In this sense, paint companies become curators; they seek out popular design aesthetics and distill them for consumers. Annual colors of the year not only provide inspiration for interiors, but also help guide homeowners toward living amongst a fresh palette of colors that may not be in their immediate field of view.
[Photo: Benjamin Moore]
“[First Light] is one of those colors that can live in a lot of different rooms, you can see how it becomes this really beautiful backdrop. It can almost serve as a neutral and give a warm glow to the room,” Magno says. “We thought it was really indicative of fresh thinking. We’re on the dawn of a new decade and we thought: ‘How do we want to embody that?’” While this rosy shade is certainly fresh, it’s not so dissimilar from the ubiquitous whisper of Millennial Pink, a color that has been exhausted to the point of polite mockery. Perhaps First Light’s slightly softer tone will situate it more as a delicate accent color, rather than its dominant and highly branded millennial cousin.
Meanwhile, Sherwin Williams’s 2020 Color of the Year conjures no feelings of a verdant meadow or a fresh morning. The company’s pick, “Naval,” is a rich and brooding navy shade—and is a refreshing departure from the more cheery colors that have dominated the past couple years.
[Photo: Sherwin-Williams]
“We knew navy was going to be a big color, [because] we could see black and white and monochromatic was a big trend,” says Sue Wadden, director of color marketing at Sherwin-Williams. “Our 2020 forecast is about taking wellness into the next decade, and [navy] was a great design trend. A really calming, timeless hue that’s always going to look good.”

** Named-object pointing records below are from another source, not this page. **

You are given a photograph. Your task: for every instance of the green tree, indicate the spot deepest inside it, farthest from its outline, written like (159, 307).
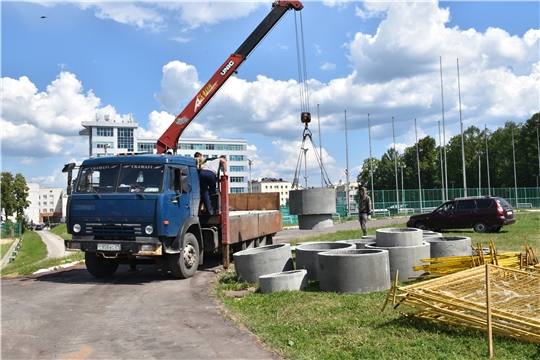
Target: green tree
(21, 196)
(14, 195)
(8, 196)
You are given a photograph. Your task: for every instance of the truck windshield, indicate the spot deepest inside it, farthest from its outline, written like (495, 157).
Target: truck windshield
(123, 178)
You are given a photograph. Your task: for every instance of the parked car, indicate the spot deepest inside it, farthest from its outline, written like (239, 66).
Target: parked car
(482, 213)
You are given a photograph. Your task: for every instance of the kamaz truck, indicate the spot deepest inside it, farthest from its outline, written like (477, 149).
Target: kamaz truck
(144, 208)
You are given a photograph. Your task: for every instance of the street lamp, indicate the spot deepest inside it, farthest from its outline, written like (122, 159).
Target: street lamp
(250, 183)
(479, 153)
(402, 187)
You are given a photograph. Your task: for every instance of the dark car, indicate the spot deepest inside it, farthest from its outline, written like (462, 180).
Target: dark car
(482, 213)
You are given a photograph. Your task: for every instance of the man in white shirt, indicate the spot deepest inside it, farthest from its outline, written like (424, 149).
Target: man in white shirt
(208, 174)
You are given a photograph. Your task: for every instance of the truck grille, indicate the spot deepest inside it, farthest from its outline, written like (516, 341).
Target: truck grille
(113, 229)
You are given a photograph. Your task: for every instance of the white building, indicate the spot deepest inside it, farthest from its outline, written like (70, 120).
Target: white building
(109, 137)
(267, 185)
(51, 205)
(32, 211)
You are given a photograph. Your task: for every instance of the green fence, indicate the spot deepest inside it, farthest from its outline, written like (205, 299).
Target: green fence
(385, 202)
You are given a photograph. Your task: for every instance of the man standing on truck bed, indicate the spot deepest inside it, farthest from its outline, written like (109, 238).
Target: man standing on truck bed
(364, 209)
(208, 173)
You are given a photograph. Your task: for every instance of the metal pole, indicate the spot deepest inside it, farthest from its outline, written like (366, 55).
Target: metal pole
(442, 170)
(487, 163)
(418, 162)
(347, 160)
(305, 163)
(514, 156)
(320, 145)
(402, 187)
(371, 163)
(395, 167)
(444, 135)
(462, 140)
(479, 153)
(250, 183)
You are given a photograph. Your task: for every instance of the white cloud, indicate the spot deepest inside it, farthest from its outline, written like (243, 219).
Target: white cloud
(197, 14)
(139, 14)
(180, 81)
(328, 66)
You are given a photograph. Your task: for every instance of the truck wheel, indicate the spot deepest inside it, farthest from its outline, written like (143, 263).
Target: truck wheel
(184, 264)
(98, 266)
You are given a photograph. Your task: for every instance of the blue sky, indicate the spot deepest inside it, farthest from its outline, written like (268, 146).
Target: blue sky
(149, 60)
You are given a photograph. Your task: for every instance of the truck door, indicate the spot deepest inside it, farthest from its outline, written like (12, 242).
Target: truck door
(178, 198)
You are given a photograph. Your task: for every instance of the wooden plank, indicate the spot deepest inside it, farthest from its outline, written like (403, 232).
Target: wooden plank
(254, 201)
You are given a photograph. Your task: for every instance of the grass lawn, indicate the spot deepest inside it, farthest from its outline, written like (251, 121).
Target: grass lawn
(32, 255)
(310, 324)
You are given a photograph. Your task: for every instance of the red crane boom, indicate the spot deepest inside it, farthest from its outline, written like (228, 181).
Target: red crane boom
(169, 139)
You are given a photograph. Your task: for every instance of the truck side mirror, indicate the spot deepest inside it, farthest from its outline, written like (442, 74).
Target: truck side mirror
(177, 180)
(184, 180)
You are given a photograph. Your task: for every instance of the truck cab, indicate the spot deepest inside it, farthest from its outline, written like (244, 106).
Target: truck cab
(136, 209)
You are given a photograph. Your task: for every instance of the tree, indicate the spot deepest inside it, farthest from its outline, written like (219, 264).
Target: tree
(8, 197)
(14, 195)
(21, 196)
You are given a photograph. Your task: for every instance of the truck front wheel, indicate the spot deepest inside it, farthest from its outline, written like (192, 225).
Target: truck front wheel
(98, 266)
(184, 264)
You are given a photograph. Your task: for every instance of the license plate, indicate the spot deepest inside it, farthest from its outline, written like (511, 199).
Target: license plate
(109, 247)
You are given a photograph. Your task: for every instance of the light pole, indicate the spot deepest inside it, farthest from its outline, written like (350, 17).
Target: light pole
(402, 187)
(537, 190)
(250, 162)
(479, 153)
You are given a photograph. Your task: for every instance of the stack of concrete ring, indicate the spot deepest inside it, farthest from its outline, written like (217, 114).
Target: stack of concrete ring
(352, 266)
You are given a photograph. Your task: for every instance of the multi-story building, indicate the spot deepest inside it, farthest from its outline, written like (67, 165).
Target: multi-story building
(51, 205)
(109, 137)
(33, 209)
(266, 185)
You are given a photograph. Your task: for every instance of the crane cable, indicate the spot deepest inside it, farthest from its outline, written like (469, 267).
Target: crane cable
(301, 60)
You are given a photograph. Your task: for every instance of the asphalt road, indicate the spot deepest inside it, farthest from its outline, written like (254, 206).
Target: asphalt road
(69, 314)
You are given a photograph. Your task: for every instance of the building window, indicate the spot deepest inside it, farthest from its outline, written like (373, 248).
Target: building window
(146, 148)
(104, 131)
(105, 145)
(125, 139)
(236, 157)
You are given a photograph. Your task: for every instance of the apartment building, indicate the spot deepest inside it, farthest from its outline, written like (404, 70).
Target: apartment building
(108, 137)
(266, 185)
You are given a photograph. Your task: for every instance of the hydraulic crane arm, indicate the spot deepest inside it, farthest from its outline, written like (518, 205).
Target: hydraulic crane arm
(169, 139)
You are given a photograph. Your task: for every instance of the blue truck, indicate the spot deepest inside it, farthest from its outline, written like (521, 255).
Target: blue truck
(144, 208)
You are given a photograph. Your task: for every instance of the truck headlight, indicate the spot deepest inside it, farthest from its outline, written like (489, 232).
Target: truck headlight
(149, 229)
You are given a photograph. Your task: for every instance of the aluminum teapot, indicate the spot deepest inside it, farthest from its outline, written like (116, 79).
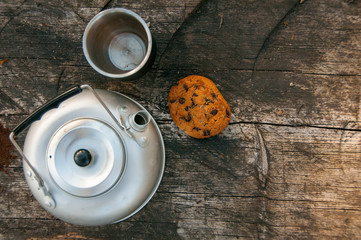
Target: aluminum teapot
(91, 157)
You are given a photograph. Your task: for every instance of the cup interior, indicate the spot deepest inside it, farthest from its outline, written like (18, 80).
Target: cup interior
(116, 42)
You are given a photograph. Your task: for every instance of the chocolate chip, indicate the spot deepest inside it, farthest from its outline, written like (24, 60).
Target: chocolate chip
(206, 132)
(208, 101)
(214, 112)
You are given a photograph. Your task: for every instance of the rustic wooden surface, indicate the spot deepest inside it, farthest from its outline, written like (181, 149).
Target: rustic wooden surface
(287, 167)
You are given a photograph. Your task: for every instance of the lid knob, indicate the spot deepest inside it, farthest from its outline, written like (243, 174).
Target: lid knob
(82, 157)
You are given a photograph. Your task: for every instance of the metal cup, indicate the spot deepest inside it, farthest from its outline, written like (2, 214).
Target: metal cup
(117, 43)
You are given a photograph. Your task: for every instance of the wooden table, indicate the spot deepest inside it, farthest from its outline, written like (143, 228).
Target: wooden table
(287, 167)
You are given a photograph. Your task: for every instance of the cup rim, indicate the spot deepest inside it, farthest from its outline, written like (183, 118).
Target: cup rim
(141, 21)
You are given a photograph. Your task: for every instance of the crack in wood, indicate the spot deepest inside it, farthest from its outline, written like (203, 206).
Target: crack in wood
(59, 80)
(174, 35)
(296, 125)
(12, 18)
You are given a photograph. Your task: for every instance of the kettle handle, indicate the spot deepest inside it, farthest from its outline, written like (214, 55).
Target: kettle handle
(53, 103)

Naval is Sherwin Williams’s tenth color of the year, and was selected in February during the company’s annual forecast meeting. “We have 12 team members and we all get together and hash this out,” Wadden says. “It’s like a three-day process, and by the end of it one color usually rises to the top.”
[Photo: Sherwin-Williams]
While companies are concerned with being on trend, they also need to make selections that are distinct from the colors they celebrated the year prior, which may help explain why these companies don’t often land on similar colors. Ultimately, it comes down to the instincts of each particular team of palette creators. In the case of Wadden and her team at Sherwin-Williams, a deep, bold hue felt right.
[Photo: Sherwin-Williams]
These teams of designers and marketers are tasked not only with responding to culture, but attempting to participate in it, too.
Take “Living Coral,” Pantone’s 2019 pick. The company wanted to select a color reflecting critical global trends, and chose a hue that was meant to carry symbolic meaning. “Just as coral reefs provide sustenance and shelter to sea life, vibrant yet mellow Living Coral embraces us with warmth and nourishment to provide comfort and buoyancy in our continually shifting environment,” Pressman says. Some felt the color didn’t place enough emphasis on the environmental issue of coral bleaching, even offering alternatives like a grey “Dead Coral” or all-white “Bleached Coral.”
Color touches nearly every object and industry; far from superficial, it plays an essential role in shaping the world and how we see it. But the public’s interest in color forecasting may also reflect confusion about an ambiguous future, whether in terms of climate change or polarizing politics. A single color that serves to explain the coming year seems like a balm for the confusion.
“There’s been this neutral mania, so it’s exciting to see things ripening . . . I think people are excited to bring color back [into the home], I like the arc we’re on,” Wadden says. “We’re here to inspire, we know what color can do and how it affects mood . . . that’s my goal moving into 2020, is to get people excited about color.”